Un condamné à mort s'est échappé ou Le vent souffle où il veut aka A Man Escaped (Robert Bresson, 1956)

Robert Bresson is the kind of director that not everyone gets and likes. Almost everyone of his films involves religion and faith in some manner. With Un condamné à mort s'est échappé, Bresson applied his "cinematographer" theory to film making. It involves a non-professional cast, few music except at the end, and a very minimalist mise en scène. One could say that it was a Dogme 95 of the 1950's. Adapted from the memoirs of André Devigny and scripted by Robert Bresson himself, Un condamné à mort s'est échappé is one of the most interesting if not the best jail movie.

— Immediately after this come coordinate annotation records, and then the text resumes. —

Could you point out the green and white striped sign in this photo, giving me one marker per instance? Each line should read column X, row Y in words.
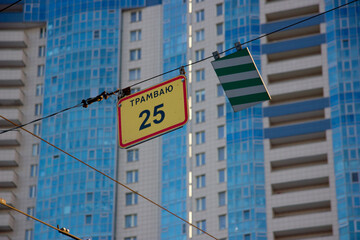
column 241, row 80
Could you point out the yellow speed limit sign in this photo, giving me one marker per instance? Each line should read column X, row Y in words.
column 152, row 112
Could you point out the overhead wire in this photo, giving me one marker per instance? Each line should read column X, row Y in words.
column 145, row 80
column 63, row 231
column 1, row 10
column 84, row 102
column 111, row 178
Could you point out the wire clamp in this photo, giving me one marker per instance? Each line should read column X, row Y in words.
column 216, row 55
column 238, row 46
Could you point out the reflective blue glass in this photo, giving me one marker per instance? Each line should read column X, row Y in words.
column 343, row 50
column 173, row 190
column 245, row 154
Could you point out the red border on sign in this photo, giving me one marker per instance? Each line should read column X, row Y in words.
column 158, row 132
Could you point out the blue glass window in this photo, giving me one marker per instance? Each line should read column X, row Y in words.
column 202, row 225
column 219, row 9
column 222, row 198
column 222, row 222
column 201, row 181
column 201, row 204
column 200, row 75
column 200, row 15
column 200, row 159
column 200, row 116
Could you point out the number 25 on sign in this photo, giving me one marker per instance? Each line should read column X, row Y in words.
column 152, row 112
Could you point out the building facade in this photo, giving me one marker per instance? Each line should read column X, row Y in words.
column 286, row 169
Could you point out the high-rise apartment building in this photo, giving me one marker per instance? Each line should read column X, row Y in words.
column 22, row 61
column 284, row 169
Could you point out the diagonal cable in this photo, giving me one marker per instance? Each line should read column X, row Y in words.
column 111, row 178
column 187, row 65
column 62, row 230
column 1, row 10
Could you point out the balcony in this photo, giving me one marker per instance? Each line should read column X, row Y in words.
column 13, row 39
column 9, row 158
column 11, row 97
column 12, row 58
column 13, row 114
column 10, row 139
column 6, row 222
column 11, row 77
column 8, row 179
column 9, row 198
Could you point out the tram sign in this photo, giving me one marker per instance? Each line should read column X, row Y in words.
column 152, row 112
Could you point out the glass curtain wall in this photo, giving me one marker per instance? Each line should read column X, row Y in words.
column 343, row 50
column 245, row 154
column 173, row 185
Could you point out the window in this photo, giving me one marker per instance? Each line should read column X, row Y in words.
column 199, row 54
column 42, row 33
column 202, row 225
column 219, row 29
column 130, row 238
column 133, row 155
column 200, row 75
column 221, row 153
column 222, row 175
column 41, row 69
column 35, row 149
column 38, row 109
column 222, row 198
column 135, row 54
column 200, row 95
column 134, row 74
column 246, row 215
column 88, row 219
column 355, row 177
column 219, row 9
column 89, row 197
column 200, row 35
column 132, row 176
column 200, row 181
column 220, row 47
column 32, row 191
column 37, row 128
column 200, row 116
column 220, row 90
column 130, row 220
column 135, row 35
column 221, row 132
column 131, row 199
column 30, row 211
column 201, row 204
column 200, row 15
column 222, row 222
column 33, row 170
column 41, row 52
column 200, row 159
column 28, row 234
column 39, row 91
column 221, row 110
column 200, row 137
column 96, row 34
column 136, row 16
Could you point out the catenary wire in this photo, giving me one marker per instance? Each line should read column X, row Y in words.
column 112, row 179
column 241, row 44
column 187, row 65
column 10, row 5
column 39, row 119
column 2, row 201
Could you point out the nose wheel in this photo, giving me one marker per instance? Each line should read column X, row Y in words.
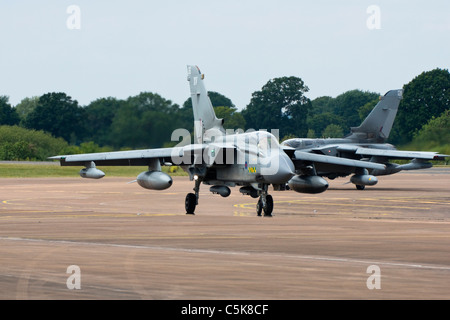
column 265, row 203
column 191, row 200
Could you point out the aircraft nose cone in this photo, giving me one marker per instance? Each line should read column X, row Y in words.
column 280, row 170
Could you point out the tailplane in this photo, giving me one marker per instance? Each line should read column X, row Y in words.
column 378, row 124
column 204, row 116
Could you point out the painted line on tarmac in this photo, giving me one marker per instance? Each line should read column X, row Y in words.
column 237, row 253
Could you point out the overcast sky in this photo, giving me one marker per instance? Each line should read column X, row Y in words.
column 121, row 48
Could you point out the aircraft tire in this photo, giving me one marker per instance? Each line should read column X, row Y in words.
column 269, row 206
column 190, row 203
column 259, row 208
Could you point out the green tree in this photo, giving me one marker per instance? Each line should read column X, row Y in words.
column 25, row 107
column 144, row 121
column 434, row 135
column 347, row 105
column 59, row 115
column 319, row 122
column 425, row 96
column 333, row 131
column 98, row 120
column 8, row 114
column 280, row 104
column 17, row 143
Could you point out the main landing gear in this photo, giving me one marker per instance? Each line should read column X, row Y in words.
column 191, row 200
column 265, row 203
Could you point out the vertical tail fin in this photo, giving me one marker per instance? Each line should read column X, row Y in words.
column 378, row 124
column 204, row 115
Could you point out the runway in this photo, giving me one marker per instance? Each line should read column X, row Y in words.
column 133, row 243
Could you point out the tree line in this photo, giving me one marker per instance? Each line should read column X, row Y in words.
column 147, row 120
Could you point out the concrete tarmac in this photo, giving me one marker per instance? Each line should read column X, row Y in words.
column 390, row 241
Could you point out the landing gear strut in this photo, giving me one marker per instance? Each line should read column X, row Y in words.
column 192, row 198
column 265, row 203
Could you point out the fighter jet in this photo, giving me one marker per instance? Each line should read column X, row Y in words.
column 252, row 160
column 365, row 143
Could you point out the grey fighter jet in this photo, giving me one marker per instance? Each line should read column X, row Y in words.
column 365, row 143
column 252, row 160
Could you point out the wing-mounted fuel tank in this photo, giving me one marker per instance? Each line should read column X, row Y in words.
column 224, row 191
column 91, row 172
column 308, row 184
column 364, row 180
column 154, row 180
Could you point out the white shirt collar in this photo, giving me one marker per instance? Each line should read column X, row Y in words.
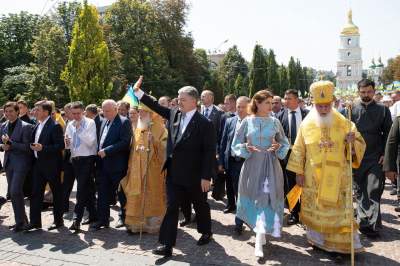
column 297, row 110
column 190, row 114
column 44, row 121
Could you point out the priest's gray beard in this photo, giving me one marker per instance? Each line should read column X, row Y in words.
column 143, row 123
column 322, row 121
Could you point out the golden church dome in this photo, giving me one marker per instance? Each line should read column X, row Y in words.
column 350, row 28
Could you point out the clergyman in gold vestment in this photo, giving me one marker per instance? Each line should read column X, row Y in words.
column 133, row 184
column 320, row 160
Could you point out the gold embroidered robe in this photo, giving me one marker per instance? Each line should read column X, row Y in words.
column 321, row 155
column 133, row 183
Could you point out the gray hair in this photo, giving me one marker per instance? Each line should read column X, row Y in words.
column 189, row 90
column 243, row 99
column 109, row 102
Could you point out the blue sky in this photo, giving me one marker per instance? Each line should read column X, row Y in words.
column 306, row 29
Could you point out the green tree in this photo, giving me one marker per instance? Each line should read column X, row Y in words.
column 272, row 73
column 232, row 66
column 283, row 80
column 16, row 38
column 203, row 64
column 258, row 68
column 133, row 31
column 87, row 69
column 65, row 17
column 50, row 54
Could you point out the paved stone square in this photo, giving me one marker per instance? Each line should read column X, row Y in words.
column 115, row 247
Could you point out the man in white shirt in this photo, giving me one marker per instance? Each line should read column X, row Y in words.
column 81, row 140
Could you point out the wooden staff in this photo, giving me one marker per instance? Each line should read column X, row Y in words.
column 145, row 181
column 351, row 187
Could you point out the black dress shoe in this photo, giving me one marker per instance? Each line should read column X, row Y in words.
column 97, row 226
column 18, row 228
column 238, row 230
column 75, row 226
column 163, row 250
column 120, row 223
column 369, row 232
column 2, row 201
column 204, row 239
column 88, row 221
column 55, row 226
column 230, row 209
column 30, row 227
column 293, row 219
column 184, row 222
column 12, row 226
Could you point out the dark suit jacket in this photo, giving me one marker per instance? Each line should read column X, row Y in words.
column 226, row 141
column 20, row 154
column 98, row 120
column 283, row 116
column 191, row 158
column 116, row 146
column 52, row 139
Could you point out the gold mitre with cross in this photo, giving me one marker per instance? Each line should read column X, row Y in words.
column 322, row 92
column 143, row 107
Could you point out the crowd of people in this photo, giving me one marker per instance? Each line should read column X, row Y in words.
column 160, row 158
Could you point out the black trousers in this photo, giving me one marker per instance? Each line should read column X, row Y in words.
column 369, row 183
column 39, row 181
column 107, row 186
column 122, row 201
column 68, row 183
column 83, row 168
column 289, row 183
column 176, row 195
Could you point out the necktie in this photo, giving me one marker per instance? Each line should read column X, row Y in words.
column 104, row 133
column 206, row 112
column 181, row 125
column 293, row 128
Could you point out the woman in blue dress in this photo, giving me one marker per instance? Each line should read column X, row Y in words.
column 262, row 142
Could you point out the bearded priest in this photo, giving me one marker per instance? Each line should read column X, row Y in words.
column 320, row 159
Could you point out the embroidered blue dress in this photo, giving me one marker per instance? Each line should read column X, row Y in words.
column 261, row 196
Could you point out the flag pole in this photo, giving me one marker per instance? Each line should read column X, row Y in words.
column 145, row 181
column 351, row 188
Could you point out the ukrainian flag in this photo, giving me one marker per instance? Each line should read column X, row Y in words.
column 130, row 97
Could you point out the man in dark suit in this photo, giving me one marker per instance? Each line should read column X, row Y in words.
column 291, row 118
column 47, row 145
column 230, row 163
column 223, row 180
column 69, row 175
column 15, row 140
column 190, row 164
column 112, row 164
column 24, row 116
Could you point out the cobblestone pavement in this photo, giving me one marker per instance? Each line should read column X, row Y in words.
column 115, row 247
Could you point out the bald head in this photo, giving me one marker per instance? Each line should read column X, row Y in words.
column 110, row 109
column 207, row 97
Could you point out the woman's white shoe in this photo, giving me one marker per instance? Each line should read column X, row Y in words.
column 260, row 241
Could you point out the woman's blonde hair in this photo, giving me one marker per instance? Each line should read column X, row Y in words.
column 259, row 97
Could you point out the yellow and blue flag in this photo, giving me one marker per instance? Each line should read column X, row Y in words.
column 130, row 97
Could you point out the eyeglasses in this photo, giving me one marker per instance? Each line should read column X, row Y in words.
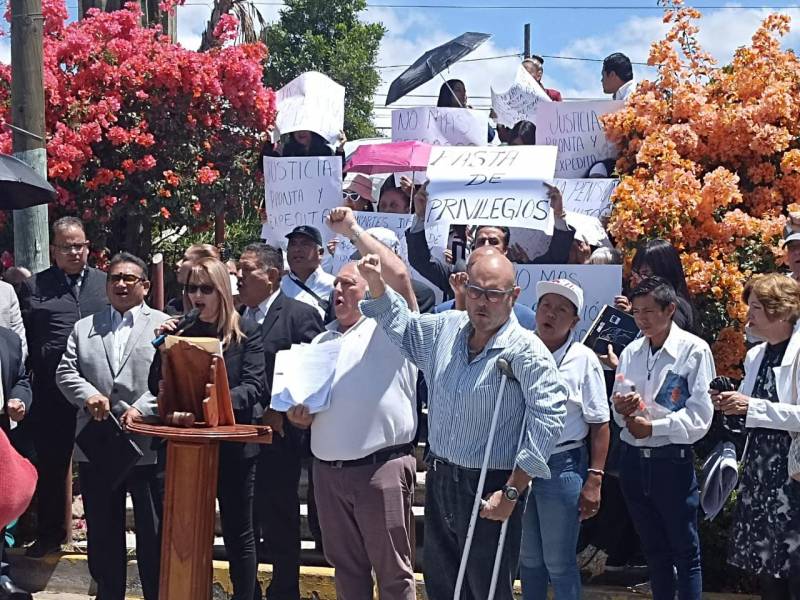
column 72, row 248
column 126, row 278
column 205, row 289
column 352, row 196
column 475, row 292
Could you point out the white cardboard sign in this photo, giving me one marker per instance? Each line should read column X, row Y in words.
column 575, row 128
column 313, row 102
column 600, row 284
column 591, row 197
column 490, row 185
column 520, row 101
column 300, row 191
column 440, row 126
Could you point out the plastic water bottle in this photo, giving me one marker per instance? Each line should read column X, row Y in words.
column 622, row 385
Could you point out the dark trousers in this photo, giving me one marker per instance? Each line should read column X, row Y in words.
column 105, row 528
column 235, row 489
column 662, row 497
column 449, row 495
column 53, row 431
column 277, row 509
column 364, row 515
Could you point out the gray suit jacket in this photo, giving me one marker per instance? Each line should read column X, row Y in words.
column 85, row 370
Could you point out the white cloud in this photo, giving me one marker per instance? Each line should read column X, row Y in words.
column 193, row 17
column 410, row 34
column 721, row 33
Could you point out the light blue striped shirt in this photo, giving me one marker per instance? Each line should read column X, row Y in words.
column 462, row 394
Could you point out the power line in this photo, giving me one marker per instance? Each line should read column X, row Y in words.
column 518, row 56
column 537, row 7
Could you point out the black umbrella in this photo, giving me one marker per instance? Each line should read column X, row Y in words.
column 21, row 186
column 433, row 62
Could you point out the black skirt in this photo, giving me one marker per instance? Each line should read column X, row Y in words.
column 765, row 538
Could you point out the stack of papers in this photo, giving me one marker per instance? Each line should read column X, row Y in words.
column 304, row 375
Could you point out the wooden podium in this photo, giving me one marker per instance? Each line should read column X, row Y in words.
column 195, row 384
column 189, row 509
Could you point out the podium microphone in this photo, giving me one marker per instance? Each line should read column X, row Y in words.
column 186, row 321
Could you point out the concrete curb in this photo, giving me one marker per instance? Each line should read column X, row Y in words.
column 69, row 574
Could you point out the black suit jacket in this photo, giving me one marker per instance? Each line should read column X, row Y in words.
column 288, row 322
column 12, row 370
column 50, row 311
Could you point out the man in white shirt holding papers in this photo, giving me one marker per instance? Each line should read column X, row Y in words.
column 668, row 411
column 363, row 442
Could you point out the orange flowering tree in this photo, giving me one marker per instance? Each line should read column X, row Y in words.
column 710, row 160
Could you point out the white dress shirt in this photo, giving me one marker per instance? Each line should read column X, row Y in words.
column 373, row 396
column 319, row 282
column 675, row 391
column 121, row 326
column 625, row 90
column 259, row 313
column 10, row 315
column 587, row 402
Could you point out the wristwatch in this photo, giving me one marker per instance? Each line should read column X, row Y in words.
column 510, row 493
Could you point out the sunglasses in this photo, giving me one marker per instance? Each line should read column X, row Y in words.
column 475, row 292
column 127, row 278
column 352, row 196
column 205, row 289
column 72, row 248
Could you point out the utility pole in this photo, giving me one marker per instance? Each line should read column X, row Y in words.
column 527, row 40
column 31, row 236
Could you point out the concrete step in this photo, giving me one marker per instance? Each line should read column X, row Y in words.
column 60, row 575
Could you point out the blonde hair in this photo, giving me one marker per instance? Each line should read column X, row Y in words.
column 779, row 294
column 216, row 274
column 198, row 251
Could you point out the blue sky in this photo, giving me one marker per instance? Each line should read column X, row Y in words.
column 588, row 32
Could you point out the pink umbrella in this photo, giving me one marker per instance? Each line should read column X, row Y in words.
column 389, row 158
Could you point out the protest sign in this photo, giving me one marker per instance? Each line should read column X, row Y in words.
column 300, row 191
column 490, row 185
column 311, row 102
column 520, row 101
column 440, row 126
column 590, row 197
column 589, row 229
column 396, row 223
column 575, row 128
column 600, row 284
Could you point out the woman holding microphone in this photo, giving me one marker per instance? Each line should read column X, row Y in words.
column 208, row 289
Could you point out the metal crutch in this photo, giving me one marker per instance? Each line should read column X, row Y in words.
column 505, row 369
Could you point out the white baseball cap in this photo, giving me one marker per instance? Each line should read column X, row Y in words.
column 561, row 287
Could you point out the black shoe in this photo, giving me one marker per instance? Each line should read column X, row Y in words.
column 8, row 591
column 41, row 549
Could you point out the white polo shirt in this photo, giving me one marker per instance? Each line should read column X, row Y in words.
column 673, row 383
column 373, row 401
column 587, row 402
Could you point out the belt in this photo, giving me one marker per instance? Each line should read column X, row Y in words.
column 568, row 445
column 379, row 456
column 669, row 451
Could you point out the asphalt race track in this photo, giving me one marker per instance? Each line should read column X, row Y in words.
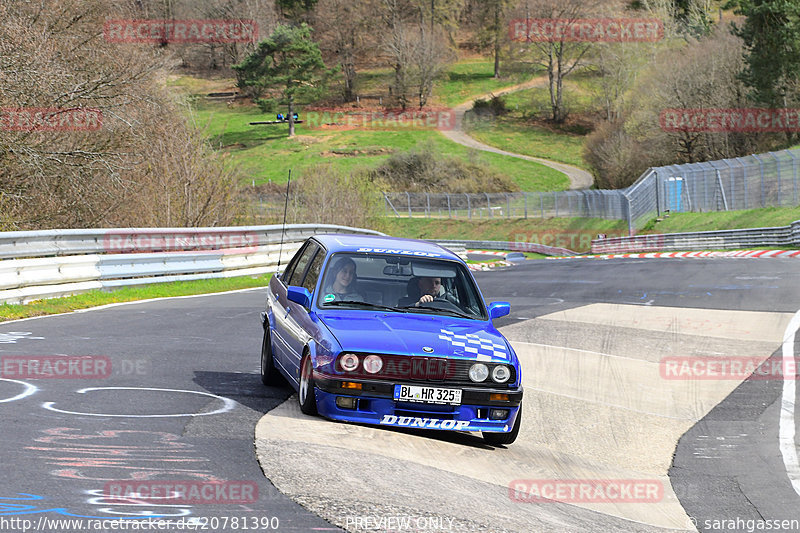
column 174, row 396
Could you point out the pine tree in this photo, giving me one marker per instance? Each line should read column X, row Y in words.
column 771, row 33
column 288, row 61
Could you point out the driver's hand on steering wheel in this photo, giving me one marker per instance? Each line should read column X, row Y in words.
column 426, row 298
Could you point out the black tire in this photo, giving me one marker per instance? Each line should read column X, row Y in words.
column 269, row 374
column 305, row 392
column 499, row 439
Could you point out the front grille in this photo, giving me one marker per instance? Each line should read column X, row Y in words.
column 425, row 370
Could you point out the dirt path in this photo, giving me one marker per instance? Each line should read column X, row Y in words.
column 579, row 178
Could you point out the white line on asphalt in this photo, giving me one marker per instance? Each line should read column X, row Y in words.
column 787, row 426
column 29, row 389
column 228, row 403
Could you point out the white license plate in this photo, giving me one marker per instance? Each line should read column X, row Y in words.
column 415, row 393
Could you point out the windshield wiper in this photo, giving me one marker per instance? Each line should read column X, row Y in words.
column 450, row 311
column 365, row 304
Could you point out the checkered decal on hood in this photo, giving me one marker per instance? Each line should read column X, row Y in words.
column 485, row 349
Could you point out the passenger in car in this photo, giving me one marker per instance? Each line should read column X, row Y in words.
column 341, row 281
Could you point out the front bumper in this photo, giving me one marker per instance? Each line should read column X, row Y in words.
column 376, row 405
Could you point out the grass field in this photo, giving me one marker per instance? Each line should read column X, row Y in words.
column 127, row 294
column 264, row 153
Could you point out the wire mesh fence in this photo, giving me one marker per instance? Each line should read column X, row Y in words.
column 588, row 203
column 761, row 180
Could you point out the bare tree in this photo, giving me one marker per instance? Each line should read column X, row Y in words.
column 561, row 57
column 53, row 55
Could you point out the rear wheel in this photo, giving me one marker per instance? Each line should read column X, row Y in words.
column 269, row 374
column 306, row 392
column 498, row 439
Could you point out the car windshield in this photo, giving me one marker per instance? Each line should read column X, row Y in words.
column 399, row 284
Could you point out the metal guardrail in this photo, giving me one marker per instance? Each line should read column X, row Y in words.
column 505, row 245
column 46, row 264
column 785, row 236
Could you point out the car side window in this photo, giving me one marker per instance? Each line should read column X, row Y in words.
column 312, row 275
column 287, row 274
column 302, row 262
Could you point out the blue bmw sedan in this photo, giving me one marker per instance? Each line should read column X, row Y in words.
column 391, row 332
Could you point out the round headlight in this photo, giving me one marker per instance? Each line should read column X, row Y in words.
column 500, row 374
column 478, row 372
column 349, row 362
column 373, row 364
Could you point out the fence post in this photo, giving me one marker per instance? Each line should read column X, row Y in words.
column 761, row 167
column 525, row 195
column 794, row 175
column 778, row 170
column 555, row 202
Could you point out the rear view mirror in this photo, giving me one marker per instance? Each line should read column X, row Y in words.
column 397, row 270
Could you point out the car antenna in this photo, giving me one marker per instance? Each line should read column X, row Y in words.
column 283, row 227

Fontaine (François Leterrier) is a French resistant emprisoned during the Nazi occupation in France and he is condemned for a death sentence. Even before entering in the prison his thoughts are centered around a way to escape. During a long but untold lapse of time he concocts and study his plan to get out of jail. We follow the evolution of his plan and every thought and hesitation with a voice over by Fontaine himself. The minimalist locations of shooting, the cell, the prisoner yard, and the staircases are among the few places Bresson films. Everything is done with the fewer means possible. As the viewer is totally concerned with the dramatic escalation of the story and the climax. This is the most gripping film Bresson has ever made and the theory of the "cinematographer" is superbly executed and applies perfectly with the subject of the jail escape.
This is also a film about hope and expecting what you can do when you are determined to achieve and success. The whole idea of faith and belief is also mentioned in a conversation with the Priest of Leiris (Roland Monod) while in an argument that one must pray to the lord but also act to get he asks. An interesting fact about Fontaine and Bresson is the fact that the director himself has been in the French Resistance and that like Louis Malle who was a collaborator to the Nazis, made a film about a personal experience. His heroes, or as he liked to call them models, are often expressionless and antipathetic characters. It is one of the elements that makes it difficult to rely to when one wants to discover Bresson's work. However, Un condamné à mort s'est échappé was brought to me by Mediafilm's Masterpiece list and I must completely agree with this institution: this is a masterpiece and Robert Bresson's greatest film.

Doomed he was when he arrived. Fontaine however came with his hopes and determination. Even if the Nazis beat him with iron bars his will to escape was stronger than any kind of repression.


  1. I agree with you, I think this is the best prison film I have seen. Most people seem to prefer Au Hasard Balthasar and Mouchette, but this one and Pickpocket are my favorite Bresson films.

    1. I really enjoyed this one and Pickpocket as well as Au Hasard Balthazar but this is my favorite so far. I still need to see Mouchette.

  2. I'm a little of both of those categories when it comes to Bresson. There are several that I've seen and loved. There are a few that I didn't like at all.

    This one falls in the "I loved it" category.

    1. I can clearly understand what you mean here John! It is the same for me. The first Bresson I ever saw was Diary of a Country Priest and I hated it very much!

      Glad you share the love for this one!